BBNI - FY23 earnings inline vs street, above ‘23F KBVS
KBVS Update
Monday, 29 Jan 2024
BBNI: FY23 Earnings Inline vs Street yet Above Ours
(Maintain BUY; TP: IDR5,750)
• BBNI’s FY23 earnings grew 14.2% yoy to IDR20.9 tn, mainly driven by a sharp drop in provisions (20.1% yoy). In all, FY23 earnings came in-line with consensus while beating our ‘23F at a run rate of 99% and 103%.
• Loan grew by 7.6% yoy, arrives within management expectation, driven by lower risk segments with the highest growth recorded from consumer (personal loan) by 17.4% yoy followed by corporate private segment (+14.3% yoy). Third party funds grew by 5.4% yoy (above industry growth at 3.8% yoy). On quarterly basis, TPF grew higher at 8.4% qoq, with CASA grew by 12.6% qoq.
• Overall key performance metrics showed stable figures, with NPL improving 70bps yoy to 2.1%. NIM at 4.60% was arrived within management ‘23F expectation.

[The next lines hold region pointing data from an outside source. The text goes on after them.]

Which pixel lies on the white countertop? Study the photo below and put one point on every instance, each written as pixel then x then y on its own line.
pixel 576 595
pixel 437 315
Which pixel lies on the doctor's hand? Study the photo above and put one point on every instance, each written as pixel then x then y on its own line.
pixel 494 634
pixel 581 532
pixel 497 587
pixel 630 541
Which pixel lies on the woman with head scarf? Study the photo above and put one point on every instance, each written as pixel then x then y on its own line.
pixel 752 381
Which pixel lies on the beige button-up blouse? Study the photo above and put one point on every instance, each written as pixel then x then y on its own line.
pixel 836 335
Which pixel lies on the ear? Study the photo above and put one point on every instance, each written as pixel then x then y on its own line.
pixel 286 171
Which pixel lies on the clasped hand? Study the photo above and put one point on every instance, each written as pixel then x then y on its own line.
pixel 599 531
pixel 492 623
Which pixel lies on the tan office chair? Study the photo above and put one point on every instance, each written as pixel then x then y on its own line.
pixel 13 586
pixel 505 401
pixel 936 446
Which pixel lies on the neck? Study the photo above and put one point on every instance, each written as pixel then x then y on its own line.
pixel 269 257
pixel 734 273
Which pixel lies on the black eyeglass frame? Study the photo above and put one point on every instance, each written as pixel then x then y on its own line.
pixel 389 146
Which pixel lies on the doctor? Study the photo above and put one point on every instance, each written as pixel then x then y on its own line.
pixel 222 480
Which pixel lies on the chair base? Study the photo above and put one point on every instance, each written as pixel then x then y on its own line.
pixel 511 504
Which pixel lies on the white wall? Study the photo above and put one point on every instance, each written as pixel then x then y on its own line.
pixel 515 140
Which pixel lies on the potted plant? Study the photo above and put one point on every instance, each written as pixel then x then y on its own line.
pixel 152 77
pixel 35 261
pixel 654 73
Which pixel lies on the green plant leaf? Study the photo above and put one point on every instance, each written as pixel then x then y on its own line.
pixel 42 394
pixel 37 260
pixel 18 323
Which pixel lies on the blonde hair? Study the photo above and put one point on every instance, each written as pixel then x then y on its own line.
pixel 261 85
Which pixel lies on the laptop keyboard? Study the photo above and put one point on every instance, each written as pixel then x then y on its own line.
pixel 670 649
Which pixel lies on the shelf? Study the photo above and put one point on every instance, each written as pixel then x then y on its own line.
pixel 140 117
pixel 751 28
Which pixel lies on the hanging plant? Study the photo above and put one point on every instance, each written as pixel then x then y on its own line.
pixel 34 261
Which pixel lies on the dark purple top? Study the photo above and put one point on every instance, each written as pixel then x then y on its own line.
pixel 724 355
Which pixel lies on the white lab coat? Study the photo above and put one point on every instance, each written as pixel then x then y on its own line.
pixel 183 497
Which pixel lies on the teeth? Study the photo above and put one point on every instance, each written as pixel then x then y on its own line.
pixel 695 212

Likewise, for CoC which improves by 50bps to 1.4% (‘23F guidance at below 1.5%).
• ‘24F loan growth range guidance of 9-11% is achievable, in our view. Performance on earnings growth possibly to remain intact backed by stable NII, manageable cost to income and continuing low provisioning figure. We also expect steady soft cost of funds as a result of previous adjustment, coupled with carefully selected loan yield repricing will overall underpin ‘24F NIM to arrive within FY23 range.
• We will revisit our model as BBNI’s share price rally of +12.6% since our last call on Nov ‘23 has put limited upside to our TP. Maintain BUY with GGM TP of IDR5,750 pegged at 1.3x ‘24F P/B while its currently trading at 1.2x ‘24F P/B, or below its +1SD historical mean.